Structured Internal Representation of Filenames


  Maintainer: Jarkko Hietaniemi <jhi@iki.fi>
  Date: 4 Aug 2000
  Mailing List: perl6-internals@perl.org
  Number: 36
  Version: 1
  Status: Developing


Wherever Perl internally uses filenames (in a very inclusive sense: filenames, directory names, whatever) the components of the file name should be stored in a platform-neutral structured format.


Perl is great at munging data and in general Perl scripts are very portable. Howevere, before one gets to it one usually has to open some files and the results have to put somewhere. The naming of files ("files" here meant in the most inclusive possible sense, the Unix sense where everything has a name: naming of persistent storage objects, if you wll) is however one of the most unportable things there is.
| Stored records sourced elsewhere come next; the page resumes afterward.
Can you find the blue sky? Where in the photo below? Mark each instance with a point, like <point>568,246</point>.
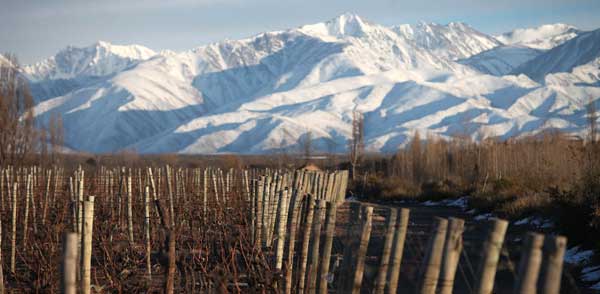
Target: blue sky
<point>35,29</point>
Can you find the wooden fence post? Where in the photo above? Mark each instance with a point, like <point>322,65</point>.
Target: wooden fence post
<point>296,207</point>
<point>433,260</point>
<point>305,242</point>
<point>381,279</point>
<point>281,227</point>
<point>452,250</point>
<point>147,229</point>
<point>1,259</point>
<point>69,264</point>
<point>344,279</point>
<point>314,246</point>
<point>170,278</point>
<point>13,239</point>
<point>361,254</point>
<point>554,253</point>
<point>88,222</point>
<point>529,266</point>
<point>328,243</point>
<point>398,250</point>
<point>129,209</point>
<point>491,254</point>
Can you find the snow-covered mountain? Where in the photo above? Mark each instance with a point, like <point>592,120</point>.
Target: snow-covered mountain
<point>501,60</point>
<point>583,49</point>
<point>267,92</point>
<point>544,37</point>
<point>453,41</point>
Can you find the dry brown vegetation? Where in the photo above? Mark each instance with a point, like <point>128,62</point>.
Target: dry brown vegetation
<point>549,174</point>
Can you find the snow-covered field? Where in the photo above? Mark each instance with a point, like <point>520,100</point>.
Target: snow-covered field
<point>266,92</point>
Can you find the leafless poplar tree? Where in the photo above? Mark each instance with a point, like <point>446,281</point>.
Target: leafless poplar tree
<point>17,133</point>
<point>357,144</point>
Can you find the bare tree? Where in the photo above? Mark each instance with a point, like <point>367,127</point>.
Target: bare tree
<point>592,121</point>
<point>56,134</point>
<point>306,145</point>
<point>357,145</point>
<point>17,133</point>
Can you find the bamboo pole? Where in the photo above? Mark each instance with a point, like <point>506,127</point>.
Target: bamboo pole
<point>554,253</point>
<point>305,243</point>
<point>327,244</point>
<point>170,278</point>
<point>350,244</point>
<point>432,262</point>
<point>47,197</point>
<point>1,260</point>
<point>314,246</point>
<point>13,239</point>
<point>398,250</point>
<point>147,230</point>
<point>529,266</point>
<point>452,250</point>
<point>292,228</point>
<point>26,213</point>
<point>281,228</point>
<point>69,264</point>
<point>387,248</point>
<point>129,209</point>
<point>86,248</point>
<point>170,190</point>
<point>365,235</point>
<point>491,254</point>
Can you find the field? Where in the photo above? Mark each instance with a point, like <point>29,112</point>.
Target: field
<point>133,230</point>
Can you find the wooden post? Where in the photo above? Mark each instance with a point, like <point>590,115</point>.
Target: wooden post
<point>47,196</point>
<point>282,212</point>
<point>86,248</point>
<point>314,246</point>
<point>365,235</point>
<point>147,229</point>
<point>433,260</point>
<point>554,253</point>
<point>380,282</point>
<point>529,266</point>
<point>327,244</point>
<point>26,213</point>
<point>350,244</point>
<point>69,264</point>
<point>258,213</point>
<point>305,242</point>
<point>170,278</point>
<point>13,239</point>
<point>129,209</point>
<point>292,228</point>
<point>398,250</point>
<point>170,190</point>
<point>1,259</point>
<point>491,254</point>
<point>452,250</point>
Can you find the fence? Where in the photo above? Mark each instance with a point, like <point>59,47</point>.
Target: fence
<point>214,230</point>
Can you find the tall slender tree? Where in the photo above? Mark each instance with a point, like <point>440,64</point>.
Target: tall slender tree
<point>357,144</point>
<point>17,133</point>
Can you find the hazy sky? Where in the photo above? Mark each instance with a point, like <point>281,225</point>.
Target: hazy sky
<point>35,29</point>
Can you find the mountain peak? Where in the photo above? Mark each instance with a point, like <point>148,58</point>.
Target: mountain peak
<point>543,37</point>
<point>344,25</point>
<point>98,59</point>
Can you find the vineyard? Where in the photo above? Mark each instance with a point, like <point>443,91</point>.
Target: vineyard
<point>211,230</point>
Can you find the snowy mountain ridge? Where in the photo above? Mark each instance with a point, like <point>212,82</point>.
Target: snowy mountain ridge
<point>267,92</point>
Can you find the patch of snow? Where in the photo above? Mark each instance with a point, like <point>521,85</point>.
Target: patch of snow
<point>575,255</point>
<point>485,216</point>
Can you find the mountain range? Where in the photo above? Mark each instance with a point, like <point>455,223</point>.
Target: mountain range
<point>266,93</point>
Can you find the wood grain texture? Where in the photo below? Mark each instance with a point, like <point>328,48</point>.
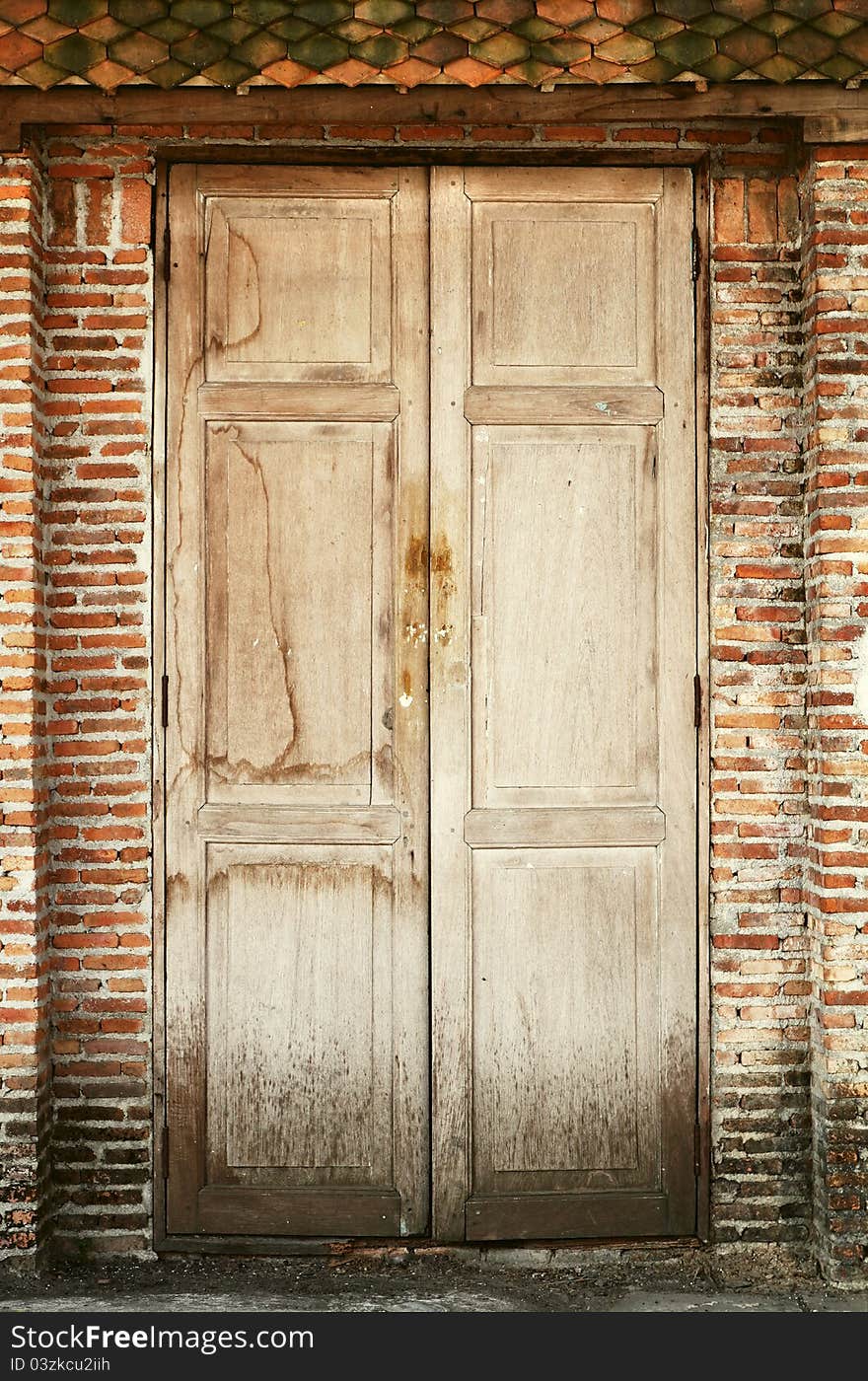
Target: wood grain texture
<point>563,826</point>
<point>581,594</point>
<point>296,618</point>
<point>331,318</point>
<point>298,824</point>
<point>298,1047</point>
<point>566,615</point>
<point>296,776</point>
<point>301,402</point>
<point>450,699</point>
<point>564,1033</point>
<point>585,403</point>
A filename may have directory part, filename part, suffixes, volume names, version numbers. The component separators are different and there may be several even on a single platform. There may be one or more root directories, the notation for parent directory varies, and so on.


Perl core functions should pass filenames to and from each other as structures that contain the components of filenames in a structure. To be as future-proof as possible, the components could probably be in Unicode. For native use (when actually accessing the filesystem layer) and for performance a ready-to-be-used concatenated representation can be created on demand. Because the filename is already in parsed form, manipulation of the name is much easier and cleaner than currently. Conversion between the file naming conventions of various operating systems would become almost trivial.

A vague possibility: the proposed internal format could be designed to be flexible enough to present also URLs/URIs.


  perlport manpage for discussion of filenames